- Theatrical release poster
- Directed by: Tarun Teja
- Produced by: B. V. S. N. Prasad; Praveen Daniel;
- Starring: Vasanth Ravi; Vimala Raman;
- Cinematography: A. M. Edwin Sakay
- Edited by: Venkat Raajen
- Music by: Vijay Siddharth
- Production company: Sri Venkateswara Cine Chitra
- Distributed by: Sakthi Film Factory
- Release date: 23 June 2023;
- Running time: 110 minutes
- Country: India
- Language: Tamil

= Asvins (film) =

2023 Indian film

Asvins is a 2023 Indian Tamil-language psychological horror film written and directed by Tarun Teja in his directorial debut. The film stars Vasanth Ravi and Vimala Raman with Muralidaran, Saraswathi Menon, Udhaya Deep and Simran Pareek in supporting roles. It is an adaptation of Tarun Teja's own short film of the same name. The film was released theatrically on 23 June 2023 to mixed reviews.

== Plot ==
The movie begins with a flashback depicting a folk tale about a boy being saved by Ashwini Kumars and being given a boon that other than natural causes, he shall not die in any way.
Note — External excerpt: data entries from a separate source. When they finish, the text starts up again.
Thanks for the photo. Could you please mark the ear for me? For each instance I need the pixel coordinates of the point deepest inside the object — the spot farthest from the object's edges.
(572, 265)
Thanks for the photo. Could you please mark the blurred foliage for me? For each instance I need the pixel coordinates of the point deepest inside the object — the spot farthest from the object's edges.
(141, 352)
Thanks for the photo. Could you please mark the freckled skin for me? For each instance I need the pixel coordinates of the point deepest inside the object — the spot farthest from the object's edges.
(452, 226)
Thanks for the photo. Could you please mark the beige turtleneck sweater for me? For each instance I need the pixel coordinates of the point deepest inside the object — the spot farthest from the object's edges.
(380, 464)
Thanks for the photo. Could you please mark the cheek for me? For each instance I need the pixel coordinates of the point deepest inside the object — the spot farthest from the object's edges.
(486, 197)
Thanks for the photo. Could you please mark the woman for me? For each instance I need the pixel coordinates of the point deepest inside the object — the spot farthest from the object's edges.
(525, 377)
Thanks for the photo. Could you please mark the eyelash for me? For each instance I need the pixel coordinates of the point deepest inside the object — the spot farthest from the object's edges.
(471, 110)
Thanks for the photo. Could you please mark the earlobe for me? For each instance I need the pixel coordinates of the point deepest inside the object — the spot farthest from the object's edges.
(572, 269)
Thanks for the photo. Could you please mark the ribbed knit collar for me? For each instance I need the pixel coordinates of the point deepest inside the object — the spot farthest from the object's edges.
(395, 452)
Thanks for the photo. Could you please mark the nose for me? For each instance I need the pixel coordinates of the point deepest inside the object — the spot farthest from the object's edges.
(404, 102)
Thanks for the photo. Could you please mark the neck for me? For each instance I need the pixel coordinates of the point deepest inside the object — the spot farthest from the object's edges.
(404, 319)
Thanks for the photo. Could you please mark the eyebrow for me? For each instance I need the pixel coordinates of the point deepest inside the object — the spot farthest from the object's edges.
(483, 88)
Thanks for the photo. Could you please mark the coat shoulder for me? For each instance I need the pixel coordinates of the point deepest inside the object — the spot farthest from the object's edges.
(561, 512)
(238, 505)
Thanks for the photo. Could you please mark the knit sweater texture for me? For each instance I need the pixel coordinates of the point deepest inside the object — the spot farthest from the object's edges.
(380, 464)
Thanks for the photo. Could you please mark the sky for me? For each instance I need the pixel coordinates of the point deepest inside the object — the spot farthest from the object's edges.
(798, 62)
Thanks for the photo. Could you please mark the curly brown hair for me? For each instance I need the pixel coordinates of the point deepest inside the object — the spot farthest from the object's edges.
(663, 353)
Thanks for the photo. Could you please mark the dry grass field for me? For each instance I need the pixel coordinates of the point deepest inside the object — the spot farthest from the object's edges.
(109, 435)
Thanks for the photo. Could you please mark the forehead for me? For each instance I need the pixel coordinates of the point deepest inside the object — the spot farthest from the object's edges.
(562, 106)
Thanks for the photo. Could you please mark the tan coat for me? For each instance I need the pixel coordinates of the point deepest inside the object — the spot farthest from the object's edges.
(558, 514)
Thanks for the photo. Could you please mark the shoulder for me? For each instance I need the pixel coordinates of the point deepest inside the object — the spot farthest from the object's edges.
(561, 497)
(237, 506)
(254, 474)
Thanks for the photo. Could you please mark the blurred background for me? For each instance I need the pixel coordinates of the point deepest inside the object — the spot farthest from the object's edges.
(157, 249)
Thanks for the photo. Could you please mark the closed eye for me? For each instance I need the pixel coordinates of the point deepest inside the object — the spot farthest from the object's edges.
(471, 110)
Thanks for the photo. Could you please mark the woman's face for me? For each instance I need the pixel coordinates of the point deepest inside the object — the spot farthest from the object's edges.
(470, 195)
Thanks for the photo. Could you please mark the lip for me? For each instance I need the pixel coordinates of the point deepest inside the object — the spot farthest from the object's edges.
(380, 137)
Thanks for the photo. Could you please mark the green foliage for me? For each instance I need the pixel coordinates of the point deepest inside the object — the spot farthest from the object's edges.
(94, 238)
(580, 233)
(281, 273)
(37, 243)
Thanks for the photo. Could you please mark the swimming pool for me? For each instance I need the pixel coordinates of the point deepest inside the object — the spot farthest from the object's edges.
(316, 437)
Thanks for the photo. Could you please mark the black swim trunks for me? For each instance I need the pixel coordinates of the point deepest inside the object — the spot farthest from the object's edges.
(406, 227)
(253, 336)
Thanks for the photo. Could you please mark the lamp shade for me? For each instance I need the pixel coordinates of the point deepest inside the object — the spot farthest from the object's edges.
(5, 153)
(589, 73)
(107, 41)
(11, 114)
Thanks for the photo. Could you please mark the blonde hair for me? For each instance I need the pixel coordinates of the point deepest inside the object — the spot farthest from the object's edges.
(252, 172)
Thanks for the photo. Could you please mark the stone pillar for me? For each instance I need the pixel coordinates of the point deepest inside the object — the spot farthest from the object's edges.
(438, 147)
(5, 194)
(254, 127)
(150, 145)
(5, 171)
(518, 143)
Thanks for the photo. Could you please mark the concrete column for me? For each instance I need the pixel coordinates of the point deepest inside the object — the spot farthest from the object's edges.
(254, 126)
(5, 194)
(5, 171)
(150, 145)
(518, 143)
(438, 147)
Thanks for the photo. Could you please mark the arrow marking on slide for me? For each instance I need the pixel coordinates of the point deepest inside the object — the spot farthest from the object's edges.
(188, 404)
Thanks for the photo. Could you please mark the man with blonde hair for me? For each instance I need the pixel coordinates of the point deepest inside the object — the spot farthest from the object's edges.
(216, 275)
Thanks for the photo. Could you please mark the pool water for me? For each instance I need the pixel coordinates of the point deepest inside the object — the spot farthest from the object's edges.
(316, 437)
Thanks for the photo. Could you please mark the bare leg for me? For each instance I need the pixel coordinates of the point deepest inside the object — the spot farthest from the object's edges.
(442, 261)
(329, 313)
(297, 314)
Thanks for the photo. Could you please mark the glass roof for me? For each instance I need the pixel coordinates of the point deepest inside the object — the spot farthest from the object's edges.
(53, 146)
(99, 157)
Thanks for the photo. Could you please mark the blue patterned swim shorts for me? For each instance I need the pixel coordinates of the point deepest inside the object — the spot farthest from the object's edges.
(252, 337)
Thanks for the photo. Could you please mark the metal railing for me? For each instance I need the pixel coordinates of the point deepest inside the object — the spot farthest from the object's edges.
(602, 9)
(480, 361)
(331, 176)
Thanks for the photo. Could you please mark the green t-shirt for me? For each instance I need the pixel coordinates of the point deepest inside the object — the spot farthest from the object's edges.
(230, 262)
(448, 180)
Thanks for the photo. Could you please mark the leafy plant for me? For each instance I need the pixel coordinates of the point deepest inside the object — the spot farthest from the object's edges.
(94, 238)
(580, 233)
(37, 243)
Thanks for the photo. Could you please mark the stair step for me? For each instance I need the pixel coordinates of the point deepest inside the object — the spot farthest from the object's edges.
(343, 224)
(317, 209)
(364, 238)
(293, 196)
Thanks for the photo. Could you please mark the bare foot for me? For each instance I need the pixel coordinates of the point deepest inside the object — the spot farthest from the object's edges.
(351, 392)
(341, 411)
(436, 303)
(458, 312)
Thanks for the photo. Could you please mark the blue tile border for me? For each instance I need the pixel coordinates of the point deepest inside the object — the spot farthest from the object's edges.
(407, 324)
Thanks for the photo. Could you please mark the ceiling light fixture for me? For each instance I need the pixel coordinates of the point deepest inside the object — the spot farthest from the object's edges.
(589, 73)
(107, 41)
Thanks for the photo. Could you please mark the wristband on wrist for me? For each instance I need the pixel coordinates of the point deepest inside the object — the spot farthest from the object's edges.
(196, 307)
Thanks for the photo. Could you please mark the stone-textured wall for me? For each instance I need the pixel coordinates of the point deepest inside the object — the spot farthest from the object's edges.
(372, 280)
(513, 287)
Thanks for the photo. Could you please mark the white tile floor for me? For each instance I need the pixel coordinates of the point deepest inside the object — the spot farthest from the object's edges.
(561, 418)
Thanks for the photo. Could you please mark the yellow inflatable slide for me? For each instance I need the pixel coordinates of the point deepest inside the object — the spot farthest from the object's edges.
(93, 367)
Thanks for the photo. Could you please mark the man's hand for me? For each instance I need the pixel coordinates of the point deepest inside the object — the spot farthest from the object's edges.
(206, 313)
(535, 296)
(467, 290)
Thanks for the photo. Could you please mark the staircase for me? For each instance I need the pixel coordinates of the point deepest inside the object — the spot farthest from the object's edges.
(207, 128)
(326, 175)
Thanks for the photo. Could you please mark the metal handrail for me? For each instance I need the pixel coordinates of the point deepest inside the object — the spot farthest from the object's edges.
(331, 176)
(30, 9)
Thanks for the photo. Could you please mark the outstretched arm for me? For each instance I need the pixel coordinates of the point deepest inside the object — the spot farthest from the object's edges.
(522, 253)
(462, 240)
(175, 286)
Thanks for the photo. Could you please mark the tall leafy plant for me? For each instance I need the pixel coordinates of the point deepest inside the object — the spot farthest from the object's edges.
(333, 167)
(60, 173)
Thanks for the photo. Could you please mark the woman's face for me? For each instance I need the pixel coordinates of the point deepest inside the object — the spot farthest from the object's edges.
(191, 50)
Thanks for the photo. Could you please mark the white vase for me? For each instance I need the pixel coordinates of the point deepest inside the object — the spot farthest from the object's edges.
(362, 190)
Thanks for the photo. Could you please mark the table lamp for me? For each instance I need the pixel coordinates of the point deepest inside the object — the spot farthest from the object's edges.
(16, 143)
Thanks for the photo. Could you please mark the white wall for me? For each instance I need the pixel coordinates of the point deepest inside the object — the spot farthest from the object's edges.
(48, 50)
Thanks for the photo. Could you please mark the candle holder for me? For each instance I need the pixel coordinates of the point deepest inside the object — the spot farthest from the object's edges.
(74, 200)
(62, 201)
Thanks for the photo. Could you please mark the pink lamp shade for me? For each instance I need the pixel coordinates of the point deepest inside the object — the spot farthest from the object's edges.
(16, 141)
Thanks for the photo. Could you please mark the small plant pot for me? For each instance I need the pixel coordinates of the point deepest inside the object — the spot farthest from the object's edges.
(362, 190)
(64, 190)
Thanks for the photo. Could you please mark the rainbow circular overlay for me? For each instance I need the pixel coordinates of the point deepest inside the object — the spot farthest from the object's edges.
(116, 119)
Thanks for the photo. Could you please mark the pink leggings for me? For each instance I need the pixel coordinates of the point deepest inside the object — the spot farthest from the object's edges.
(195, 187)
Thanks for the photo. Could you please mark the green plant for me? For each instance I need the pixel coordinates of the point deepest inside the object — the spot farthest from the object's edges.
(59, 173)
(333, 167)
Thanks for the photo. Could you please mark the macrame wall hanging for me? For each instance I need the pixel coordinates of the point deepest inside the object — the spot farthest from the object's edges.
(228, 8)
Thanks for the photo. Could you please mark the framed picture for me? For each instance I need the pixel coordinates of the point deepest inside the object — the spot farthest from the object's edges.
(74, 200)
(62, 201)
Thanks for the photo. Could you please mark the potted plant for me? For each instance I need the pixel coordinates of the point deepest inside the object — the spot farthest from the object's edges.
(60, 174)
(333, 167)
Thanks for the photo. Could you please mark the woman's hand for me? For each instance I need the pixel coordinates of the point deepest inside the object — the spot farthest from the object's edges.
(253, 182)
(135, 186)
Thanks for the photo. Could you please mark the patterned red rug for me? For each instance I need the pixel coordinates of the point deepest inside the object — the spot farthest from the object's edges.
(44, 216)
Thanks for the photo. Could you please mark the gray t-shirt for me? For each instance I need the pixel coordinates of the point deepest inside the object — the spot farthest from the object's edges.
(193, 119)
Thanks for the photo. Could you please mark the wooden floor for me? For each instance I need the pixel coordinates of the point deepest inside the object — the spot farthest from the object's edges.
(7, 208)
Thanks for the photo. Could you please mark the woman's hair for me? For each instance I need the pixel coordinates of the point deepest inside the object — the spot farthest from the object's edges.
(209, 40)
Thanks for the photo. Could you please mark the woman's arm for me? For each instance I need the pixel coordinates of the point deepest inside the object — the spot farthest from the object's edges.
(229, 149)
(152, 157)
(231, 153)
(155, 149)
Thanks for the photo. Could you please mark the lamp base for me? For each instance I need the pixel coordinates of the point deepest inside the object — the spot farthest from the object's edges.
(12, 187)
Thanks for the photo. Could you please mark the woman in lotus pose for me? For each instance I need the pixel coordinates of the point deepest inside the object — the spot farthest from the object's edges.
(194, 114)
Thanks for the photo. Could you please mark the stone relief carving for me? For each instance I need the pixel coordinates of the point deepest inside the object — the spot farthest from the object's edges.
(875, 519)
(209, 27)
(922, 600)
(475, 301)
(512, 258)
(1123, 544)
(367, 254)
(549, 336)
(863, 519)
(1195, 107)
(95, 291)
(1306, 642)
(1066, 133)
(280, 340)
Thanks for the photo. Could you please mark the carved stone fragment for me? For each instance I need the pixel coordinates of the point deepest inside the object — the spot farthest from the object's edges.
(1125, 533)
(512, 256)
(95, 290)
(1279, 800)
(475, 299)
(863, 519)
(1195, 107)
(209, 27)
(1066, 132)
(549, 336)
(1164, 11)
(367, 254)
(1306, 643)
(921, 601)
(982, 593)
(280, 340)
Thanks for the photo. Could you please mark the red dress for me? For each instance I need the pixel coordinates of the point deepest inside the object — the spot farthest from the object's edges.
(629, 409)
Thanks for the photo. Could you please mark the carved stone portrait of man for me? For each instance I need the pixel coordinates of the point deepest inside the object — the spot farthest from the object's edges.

The story then follows a group of people investigating paranormal activity in a mansion in Kent, which formerly belonged to an archaeologist named Aarthi Rajagopalan (Vimala Raman). The group faces an unknown entity in the mansion and hear voices in their heads. Arjun (Vasanth Ravi) must reunite the two idols of Ashwini Kumars to save the rest of his team.

== Cast ==
- Vasanth Ravi as Arjun, Ritu's husband
- Vimala Raman as Aarthi Rajagopalan
- Saraswathi Menon as Rithvika "Ritu" Arjun, Arjun's wife
- Muralidaran as Varun, Rahul's elder brother
- Udhaya Deep as Rahul, Varun's younger brother
- Malina as Grace

== Production ==
The film was produced by B. V. S. N. Prasad under Sri Venkateswara Cine Chitra, while it was co-produced by Praveen Daniel. The cinematography was done by A. M. Edwin Sakay, while editing was handled by Venkat Raajen. The daughter of Rajiv Menon, Saraswathi Menon, made her acting debut in this film.

== Music ==
The music of the film was composed by Vijay Siddharth and assisted by Prashanth Ramesh.

== Release ==
The film was initially scheduled to release in theatres on 9 June 2023, but was postponed to 23 June 2023.

== Reception ==
Gopinath Rajendran of The Hindu wrote, "Despite the shallow story with tried-and-tested tropes, Asvins impresses with its technical aspects and as a scary movie that does justice to its genre." Logesh Balachandran of The Times of India gave the film 2.5 out of 5 stars and wrote, "Asvins is quite interesting in terms of ideas, but the main issue is that they don't come together as a whole." Manigandan K. R. of The South First gave the film 3 out of 5 stars and wrote, "Asvins is a reasonably well-made engaging horror thriller that works, if you have the patience to sit through right till the end."

A critic from Sakshi gave the film a rating of 2.5 stars out of 5 and gave a mixed review. Kiran Kumar Thanjavur of News18 Telugu gave it 2.75 out of 5 stars and called it as "an engaging psychological thriller."